Synovial fluid from RA patients contains a far greater abundance of free iron than that from patients with osteoarthritis [27, 28]. It was reported that Fe³⁺ stored in the RA synovium perpetuates inflammation by supporting the production of oxygen radicals and by promoting hyaluronic acid degradation, as well as the release of lysosomal enzymes [29]. Telfer and coworkers [30] recently found that proinflammatory cytokines produced in the RA synovium increased the accumulation of iron in synovial fluid. On other hand, Davies and coworkers [31] reported that neutrophils from synovial fluid and the circulation of RA patients could increase the release of free Ca²⁺ at inflammatory sites. Caruthers and coworkers [32] also showed that calcium signaling is altered in T lymphocytes from RA patients.
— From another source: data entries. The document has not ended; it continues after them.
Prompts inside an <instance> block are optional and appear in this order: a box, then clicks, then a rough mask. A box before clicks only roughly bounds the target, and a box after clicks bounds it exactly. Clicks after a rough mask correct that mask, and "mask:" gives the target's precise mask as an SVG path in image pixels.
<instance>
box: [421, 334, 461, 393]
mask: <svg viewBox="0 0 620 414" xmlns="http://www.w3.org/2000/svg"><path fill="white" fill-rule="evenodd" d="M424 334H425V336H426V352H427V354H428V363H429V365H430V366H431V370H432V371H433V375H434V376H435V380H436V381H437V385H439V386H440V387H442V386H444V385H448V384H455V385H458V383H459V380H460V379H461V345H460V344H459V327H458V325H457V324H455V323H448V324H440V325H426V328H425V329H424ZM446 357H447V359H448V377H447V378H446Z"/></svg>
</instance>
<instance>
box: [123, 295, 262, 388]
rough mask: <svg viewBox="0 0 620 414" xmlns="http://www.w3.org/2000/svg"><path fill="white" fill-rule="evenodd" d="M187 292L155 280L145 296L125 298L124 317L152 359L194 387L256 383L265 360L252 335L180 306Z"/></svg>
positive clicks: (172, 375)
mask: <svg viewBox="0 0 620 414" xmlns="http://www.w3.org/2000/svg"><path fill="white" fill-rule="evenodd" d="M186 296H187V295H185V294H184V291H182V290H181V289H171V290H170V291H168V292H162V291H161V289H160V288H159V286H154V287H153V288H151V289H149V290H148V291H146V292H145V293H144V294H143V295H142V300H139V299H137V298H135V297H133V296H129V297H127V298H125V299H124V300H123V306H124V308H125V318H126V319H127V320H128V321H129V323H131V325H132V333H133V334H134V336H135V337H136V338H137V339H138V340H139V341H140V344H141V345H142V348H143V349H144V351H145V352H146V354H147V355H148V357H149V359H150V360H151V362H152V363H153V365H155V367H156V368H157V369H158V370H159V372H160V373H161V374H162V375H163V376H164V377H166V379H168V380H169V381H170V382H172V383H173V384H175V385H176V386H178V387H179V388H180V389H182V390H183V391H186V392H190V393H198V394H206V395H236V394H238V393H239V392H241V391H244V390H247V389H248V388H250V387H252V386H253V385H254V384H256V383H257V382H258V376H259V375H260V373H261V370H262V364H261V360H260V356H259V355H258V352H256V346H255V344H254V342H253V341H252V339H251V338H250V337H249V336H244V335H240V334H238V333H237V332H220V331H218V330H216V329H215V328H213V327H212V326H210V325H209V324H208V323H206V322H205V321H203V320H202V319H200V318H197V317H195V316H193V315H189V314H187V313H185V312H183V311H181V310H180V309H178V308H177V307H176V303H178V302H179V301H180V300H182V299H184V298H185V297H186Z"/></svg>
Genome-wide single nucleotide polymorphism analysis has shown that peptidylarginine deiminase (PADI4), an enzyme that post-translationally catalyzes peptidyl arginine to citrulline, is closely associated with RA [33]. We recently found that recombinant human PADI4 protein inactivated human antithrombin III via citrullination in vitro. We also detected an increased level of citrullinated antithrombin in the plasma of RA patients [34]. PADI4 is extensively expressed in RA synovial tissue [35, 36]. Thus, we suggested that the citrullination of antithrombin is one potential pathway through which PADI4 contributes to the pathogenesis of RA [34]. This notion does not contradict the current findings. We postulate that the genetic, single nucleotide polymorphism-associated disorder of PADI4 and its excessive citrullination of antithrombin play important roles in initiating the RA pathogenic process, whereas inhibition of antithrombin by HA contributes to the development of RA rather than its initiation, because free HA in the synovium achieves high concentrations along with RA progression. Because of abundant Fe³⁺ and altered Ca²⁺ metabolism together with significant hyaluronidase activity in the RA synovium, thrombin-related RA specifically worsens in joint tissue as a result of antithrombin inactivation by local PADI4 and free HA (Fig. 5).

HA is an important component of the extracellular matrix. Thrombin and antithrombin play key roles in hemostasis and are involved in the pathogenic processes of many diseases [6, 37, 38]. The findings presented here should also be useful in investigating the nature of other diseases.

At concentrations of 250–1000 μg/ml in vitro, HA blocked the thrombin-inhibitory ability of antithrombin in the presence of Ca²⁺ and Fe³⁺. This finding suggested that the high concentration of free HA in diseased RA synovium locally blocks antithrombin under physiologic conditions and thereby deregulates the activity of thrombin. These processes in turn drive the thrombin-related pathogenesis of RA, which includes extensive fibrin deposition, extreme angiogenesis, and abnormal fibroblast-like cell proliferation. Our findings are consistent with those of previous reports regarding increased coagulation activity in the RA synovium.